À peine distant d’un bloc de maisons du centre d’art contemporain WIELS, l’édifice est localisé dans l’ancien quartier industriel de Bruxelles, à proximité de la gare du Midi, dont plusieurs immeubles ont depuis été transformés en espaces culturels. La pionnière en la matière fut Anne Teresa De Keersmaeker qui y établit sa compagnie Rosas en 1983. S’y trouvent également les lieux d’exposition de la Fondation A (la collection photographique d’Astrid Ullens de Schooten Whettnall, un des temps forts des Rencontres d’Arles 2024) et de la prolifique collection de Galila Barzilaï-Hollander, mais aussi le monumental volume de la galerie Lodovico Corsini (anciennement Clearing) ainsi que ceux, plus modestes, des galeries Montoro12, Lee-Bauwens et Eric Mouchet. Cette dernière partage les étages d’une maison avec les galeristes Martin Kudlek et Patrick Heide. La réouverture du bâtiment Atoma viendra ainsi renforcer l’attractivité culturelle et sociale de ce quartier.
Les lignes directrices
C’est la première fois que Constantin Chariot, 53 ans, se trouve à la tête d’un projet personnel, lui qui, jusqu’à présent, a tracé son parcours dans le monde de l’art pour le compte d’autrui. En effet, cet entrepreneur culturel a été tour à tour directeur des Musées Gaumais dans la province du Luxembourg belge (tout en menant une courte carrière de banquier et de conseiller politique culturel), directeur général des Musées de la Ville de Liège (2008-2010), directeur général de la maison de ventes Pierre Bergé & Associés à Bruxelles (2010- 2012), puis de la Fondation Bruno Lussato dans la même ville (2012- 2015). En 2014, il a rejoint l’homme d’affaires et collectionneur Philippe Austruy et la galeriste Valérie Bach dans le but de créer La Patinoire Royale, dont il devient le directeur général. Il quitte l’enseigne en 2023 pour se lancer dans cet ambitieux projet. Comme il le dit lui-même : « Cela me donnera la possibilité de promouvoir des projets qui m’intéressent et qui, par ailleurs, ont souvent été refusés, incompris ou mal exploités dans les précédentes structures que j’ai dirigées. » (Entretien dans L’Écho du 4 mai 2024).

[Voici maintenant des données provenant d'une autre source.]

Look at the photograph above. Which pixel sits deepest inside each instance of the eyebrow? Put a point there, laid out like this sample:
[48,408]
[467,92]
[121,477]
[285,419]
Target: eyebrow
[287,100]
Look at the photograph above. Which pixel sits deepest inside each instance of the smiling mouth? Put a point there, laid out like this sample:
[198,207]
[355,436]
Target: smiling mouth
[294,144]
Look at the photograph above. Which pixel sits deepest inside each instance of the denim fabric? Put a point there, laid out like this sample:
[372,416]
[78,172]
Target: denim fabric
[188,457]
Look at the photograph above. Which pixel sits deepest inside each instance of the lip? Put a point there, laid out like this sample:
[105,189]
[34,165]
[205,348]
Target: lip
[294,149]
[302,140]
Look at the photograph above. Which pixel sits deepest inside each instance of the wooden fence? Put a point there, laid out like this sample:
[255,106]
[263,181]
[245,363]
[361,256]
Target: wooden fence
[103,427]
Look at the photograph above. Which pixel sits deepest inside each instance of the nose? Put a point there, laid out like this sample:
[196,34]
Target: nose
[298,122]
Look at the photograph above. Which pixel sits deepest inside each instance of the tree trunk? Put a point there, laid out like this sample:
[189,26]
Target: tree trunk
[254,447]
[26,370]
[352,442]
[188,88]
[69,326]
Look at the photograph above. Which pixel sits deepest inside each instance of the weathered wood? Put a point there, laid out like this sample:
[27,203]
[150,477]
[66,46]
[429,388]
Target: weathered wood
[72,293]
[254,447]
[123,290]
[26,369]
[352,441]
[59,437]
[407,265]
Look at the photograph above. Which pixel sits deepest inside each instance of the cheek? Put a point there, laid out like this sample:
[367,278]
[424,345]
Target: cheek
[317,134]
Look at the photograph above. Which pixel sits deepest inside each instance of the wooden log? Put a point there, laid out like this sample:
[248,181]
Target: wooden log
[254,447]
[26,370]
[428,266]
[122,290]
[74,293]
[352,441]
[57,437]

La programmation de ce nouvel espace s’inscrit en partie dans la lignée de celle menée par Constantin Chariot à La Patinoire Royale, c’est-à-dire centrée sur l’art moderne belge de l’immédiat après-guerre aux années 1980, dans la continuité des grandes expositions thématiques qu’il y a organisées et qui ont contribué à réévaluer cette scène et ces artistes (Notamment les expositions retentissantes « Sculpting Belgium : la sculpture en Belgique durant les Trente Glorieuses (1945-1975) » en 2017, « Painting Belgium. Abstraction en temps de paix (1945-1975) » en 2019 et « Belgium Women. Peinture belge abstraite d’après-guerre » en 2020). La création actuelle belge mais aussi internationale ne sera pas en reste, que ce soit sous la forme de présentations collectives – le lieu s’y prête à merveille – ou personnelles. Abordé quelquefois à La Patinoire Royale (par exemple, en 2016, la réunion exceptionnelle de pièces de Jean Prouvé et Takis, avec la collaboration de la galerie parisienne Downtown), le design contemporain devrait également trouver sa place dans ce programme.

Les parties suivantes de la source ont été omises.